Senior and corresponding author of both papers, Professor Aldo Faisal, from Imperial College London’s Departments of Bioengineering and Computing, who is also Director of the UKRI Center for Doctoral Training in AI for Healthcare, and the Chair for Digital Health at the University of Bayreuth (Germany), and a UKRI Turing AI Fellowship holder, said, “Our approach gathers huge amounts of data from a person’s full-body movement—more than any neurologist will have the precision or time to observe in a patient.

“Our AI technology builds a digital twin of the patient and allows us to make unprecedented, precise predictions of how an individual patient’s disease will progress.

“We believe that the same AI technology working in two very different diseases, shows how promising it is to be applied to many diseases and help us to develop treatments for many more diseases even faster, cheaper and more precisely.”

The two papers highlight the work of a large collaboration of researchers and expertise, across AI technology, engineering, genetics and clinical specialties.

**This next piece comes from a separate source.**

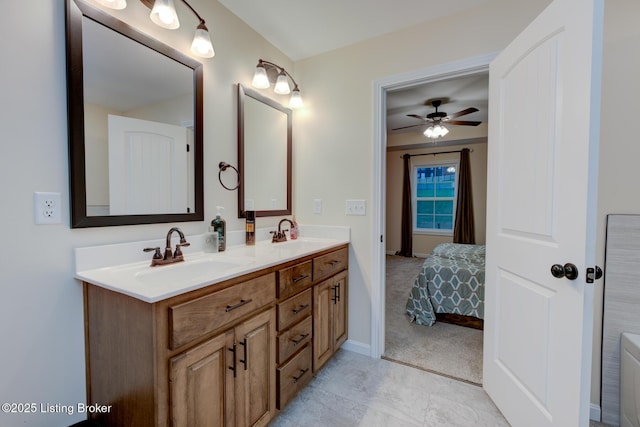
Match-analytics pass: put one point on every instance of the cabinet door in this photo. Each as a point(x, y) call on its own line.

These include researchers at Imperial, the UKRI Center in AI for Healthcare, the MRC London Institute of Medical Sciences (MRC LMS), UCL Great Ormond Street Institute for Child Health (UCL GOS ICH), the NIHR Great Ormond Street Hospital Biomedical Research Center (NIHR GOSH BRC), Ataxia Center at UCL Queen Square Institute of Neurology, Great Ormond Street Hospital, the National Hospital for Neurology and Neurosurgery (UCLH and UCL/UCL BRC), the University of Bayreuth, the Gemelli Hospital in Rome, Italy, and NIHR Imperial College Research Facility.

Co-author of both studies Professor Richard Festenstein, from the MRC London Institute of Medical Sciences and Department of Brain Sciences at Imperial said, “Patients and families often want to know how their disease is progressing, and motion capture technology combined with AI could help to provide this information.

“We’re hoping that this research has the potential to transform clinical trials in rare movement disorders, as well as improve diagnosis and monitoring for patients above human performance levels.